J.D. recaps his time working on Goodwill-Easter Seals public policy issues

Over the last few months, we were lucky enough to have Joshua Davis (better known as J.D.) here as an intern, working on our policy initiatives during this year’s Minnesota legislative session. J.D. is currently completing his Senior Year at Luther College, majoring in Social Work.

Before he left he was kind enough to write down his thoughts about his experience here at Goodwill-Easter Seals Minnesota:

Initially, I had no idea what to expect as I arrived on the first day of my internship at Goodwill-Easter Seals. It was one of those particularly frigid January mornings. I walked through the glass doors that day, frozen and confused about what exactly I was going to be doing here. I quickly found that this is truly an amazing place with a powerful purpose and a people with a passion to match.

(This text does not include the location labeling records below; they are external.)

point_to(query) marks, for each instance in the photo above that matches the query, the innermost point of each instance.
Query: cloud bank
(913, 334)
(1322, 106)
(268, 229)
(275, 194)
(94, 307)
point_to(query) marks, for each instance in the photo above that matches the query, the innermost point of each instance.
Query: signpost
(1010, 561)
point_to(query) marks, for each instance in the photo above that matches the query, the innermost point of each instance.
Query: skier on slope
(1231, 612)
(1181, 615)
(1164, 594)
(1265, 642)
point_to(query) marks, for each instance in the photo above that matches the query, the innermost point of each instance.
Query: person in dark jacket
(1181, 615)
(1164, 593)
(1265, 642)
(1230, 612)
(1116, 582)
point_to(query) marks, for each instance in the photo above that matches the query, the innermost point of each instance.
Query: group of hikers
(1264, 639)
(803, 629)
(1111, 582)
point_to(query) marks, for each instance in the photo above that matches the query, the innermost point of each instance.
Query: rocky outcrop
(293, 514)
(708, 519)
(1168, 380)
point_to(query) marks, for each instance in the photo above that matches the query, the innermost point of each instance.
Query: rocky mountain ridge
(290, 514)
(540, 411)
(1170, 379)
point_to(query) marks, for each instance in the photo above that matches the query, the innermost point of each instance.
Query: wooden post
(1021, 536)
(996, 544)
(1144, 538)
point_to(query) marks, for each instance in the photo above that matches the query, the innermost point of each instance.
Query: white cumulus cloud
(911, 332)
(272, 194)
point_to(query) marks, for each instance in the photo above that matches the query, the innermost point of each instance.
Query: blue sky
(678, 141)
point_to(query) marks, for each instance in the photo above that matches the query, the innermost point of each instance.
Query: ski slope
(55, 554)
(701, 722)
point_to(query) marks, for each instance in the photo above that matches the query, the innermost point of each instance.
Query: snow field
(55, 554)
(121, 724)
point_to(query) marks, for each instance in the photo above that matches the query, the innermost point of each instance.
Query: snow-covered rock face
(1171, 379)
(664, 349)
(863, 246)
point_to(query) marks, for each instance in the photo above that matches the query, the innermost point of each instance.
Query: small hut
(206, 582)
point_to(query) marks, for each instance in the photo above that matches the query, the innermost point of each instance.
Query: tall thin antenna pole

J.D. with Minnesota Speaker of the House, Kurt Daudt

This passion is a pervasive energy that quickly warmed my chilled limbs that first day. Flowing throughout the organization, it’s an energy evident in the smiles of the staff and the demeanor of the participants. Within my first couple days at Goodwill, I felt as if I had been swept up by the diverse passions rushing throughout the building, and I’ve been floating along, joyfully, ever since.

My only regret about my internship at Goodwill-Easter Seals is its brevity. I have been here just four short months and now find myself packing my things to move on in search of a next step. I catch myself each time I say that: four months. I have held dead-end jobs that I absolutely hated for longer than I have been here. Goodwill-Easter Seals is truly an amazing place where miracles happen every day. Believe me, I’ve seen them – particularly among the ReEntry team, with whom I got the most exposure.

It is, perhaps, both fitting and misleading that I should be writing this on Volunteer Recognition week. It is absolutely wonderful that Goodwill is taking time and resources this week to thank the many volunteers who help make its mission a success. But, in my humble opinion, it is we who should be thanking Goodwill.

I would thank them for welcoming me with open arms into their ranks and never treating me as if I was somehow less than any staff member. I would thank them for the opportunity to be a part of the miraculous work being done in so many different avenues. How many other organizations can claim they work and advocate for people with mental health issues and people with physical disabilities and people with criminal records – all while also fighting poverty in general? Thank you, Goodwill, for taking a stand in all these important areas. Finally, I would thank them for providing a space where staff, volunteers, and even the participants in their programs can come and cultivate their passions: creating an epicenter of trust, understanding, and growth for everyone who chooses to participate.

Again, thank you for all you have done Goodwill and for all the work you will continue to do for many long years to come.